## Requirements

In [None]:
%cd /kaggle/working
!git clone https://github.com/cognitivetech/ollama-ebook-summary
!pip install uv
%cd ollama-ebook-summary
!uv pip install -r requirements.txt --system
!CMAKE_ARGS="-DLLAMA_CUBLAS=on" FORCE_CMAKE=1 pip install llama-cpp-python --no-cache-dir

## Imports and Core Functions

In [None]:
import os, sys, csv, time, re, json
from typing import List, Tuple, Optional, Dict, Any  
from pathlib import Path
from llama_cpp import Llama

# Configuration
PROMPTS = {
    'bnotes': "Write comprehensive bulleted notes summarizing the provided text, with headings and terms in bold.",
    'concise': "Repeat the provided passage, with Concision.",
    'title': "Write 8-11 words describing this text."
}

DEFAULTS = {
    'prompt': 'bnotes',
    'summary': 'summary_model',
    'title': 'title_model'
}

def get_prompt(alias: str) -> str:
    """Retrieve prompt by alias from the hardcoded configuration."""
    prompt = PROMPTS.get(alias)
    if not prompt:
        print(f"Prompt alias '{alias}' not found in configuration.")
        sys.exit(1)
    return prompt

def load_model(path, model_type="Model"):
    """Load a GGUF model with error handling."""
    try:
        print(f"Loading {model_type} model from {path}...")
        return Llama(
            model_path=path,
            n_gpu_layers=-1,
            n_ctx=4096,
            verbose=False
        )
    except Exception as e:
        print(f"Error loading {model_type} model: {e}")
        sys.exit(1)

def sanitize_text(text: str) -> str:
    """Sanitize the input text by replacing unwanted characters."""
    return text.strip()

def generate_title(title_model: Llama, clean_text: str) -> Optional[str]:
    """Generate a unique title using the local GGUF model with few-shot prompting."""
    chat_prompt = [
        {
            "role": "user",
            "content": "```This new understanding of the multifaceted roles of the cranial nerves in health and disease opens up new therapeutic possibilities. The exercises are noninvasive and do not involve medicine or surgery.``` \nThe content between backticks is a subsection of a book-chapter. write 8-11 words describing it."
        },
        {
            "role": "assistant",
            "content": "Restoring Autonomic Balance Through Cranial Nerve Techniques"
        },
        {
            "role": "user",
            "content": f"```{clean_text}``` \nThe content between backticks is a subsection of a book-chapter. write 8-11 words describing it."
        }
    ]

    try:
        response = title_model.create_chat_completion(
            messages=chat_prompt,
            max_tokens=30
        )
        generated_title = response['choices'][0]['message']['content'].strip()
        return generated_title.split('\n')[0]
    except Exception as e:
        print(f"Error during title generation: {e}")
        return None

def get_unique_title_local(original_title: str, clean_text: str, previous_original_title: str, title_model: Llama) -> Tuple[str, bool]:
    """Ensure the title is unique, generate a new one if necessary."""
    if original_title and original_title != previous_original_title:
        return original_title, False

    for _ in range(3):
        generated_title = generate_title(title_model, clean_text)
        if generated_title and generated_title != previous_original_title:
            return generated_title, True

    fallback_title = clean_text[:150].strip() + "..."
    print(f"Title generation failed.
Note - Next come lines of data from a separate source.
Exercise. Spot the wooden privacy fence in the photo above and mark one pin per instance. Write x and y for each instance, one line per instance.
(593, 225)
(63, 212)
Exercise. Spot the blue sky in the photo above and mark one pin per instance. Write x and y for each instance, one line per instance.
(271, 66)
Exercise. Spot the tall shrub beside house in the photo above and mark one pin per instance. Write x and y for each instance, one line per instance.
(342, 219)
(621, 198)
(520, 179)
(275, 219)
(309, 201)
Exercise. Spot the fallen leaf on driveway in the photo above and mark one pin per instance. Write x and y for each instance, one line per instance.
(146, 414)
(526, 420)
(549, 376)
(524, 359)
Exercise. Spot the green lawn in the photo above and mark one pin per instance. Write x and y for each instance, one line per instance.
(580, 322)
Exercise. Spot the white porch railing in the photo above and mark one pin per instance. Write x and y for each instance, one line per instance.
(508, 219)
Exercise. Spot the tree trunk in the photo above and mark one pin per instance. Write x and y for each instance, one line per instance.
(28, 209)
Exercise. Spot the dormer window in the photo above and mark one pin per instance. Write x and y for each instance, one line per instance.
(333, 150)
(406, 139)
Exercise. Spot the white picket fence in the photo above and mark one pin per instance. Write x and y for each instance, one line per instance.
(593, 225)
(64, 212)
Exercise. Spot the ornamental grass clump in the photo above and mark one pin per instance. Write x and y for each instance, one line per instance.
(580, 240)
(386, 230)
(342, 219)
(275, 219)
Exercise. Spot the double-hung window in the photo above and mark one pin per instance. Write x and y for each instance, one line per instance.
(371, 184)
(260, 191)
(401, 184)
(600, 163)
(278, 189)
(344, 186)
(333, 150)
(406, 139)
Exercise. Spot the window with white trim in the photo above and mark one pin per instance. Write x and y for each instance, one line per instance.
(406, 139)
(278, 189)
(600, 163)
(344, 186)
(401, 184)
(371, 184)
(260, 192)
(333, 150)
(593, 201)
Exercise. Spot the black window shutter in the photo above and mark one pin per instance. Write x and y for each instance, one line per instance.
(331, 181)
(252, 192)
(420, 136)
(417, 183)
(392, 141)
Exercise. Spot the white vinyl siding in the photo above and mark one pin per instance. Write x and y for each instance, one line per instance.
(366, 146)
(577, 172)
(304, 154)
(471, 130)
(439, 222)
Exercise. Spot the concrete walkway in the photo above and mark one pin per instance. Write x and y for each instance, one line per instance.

Using fallback title: {fallback_title}")
    return fallback_title, True

def bold_text_before_colon(text: str) -> str:
    """Bold any text before the first colon that isn't already bolded."""
    pattern = r'^([ \t]*-[ \t]*)([a-zA-Z].*?):'
    replacement = r'\1**\2:**'
    return re.sub(pattern, replacement, text)

## Processing Functions

In [None]:
def process_entry(clean_text: str, title: str, previous_original_title: str, 
                  summary_model: Llama, title_model: Llama, prompt_alias: str) -> Tuple[str, bool, str, float, int, str]:
    """Process a single text entry using local models."""
    unique_title, was_generated = get_unique_title_local(title, clean_text, previous_original_title, title_model)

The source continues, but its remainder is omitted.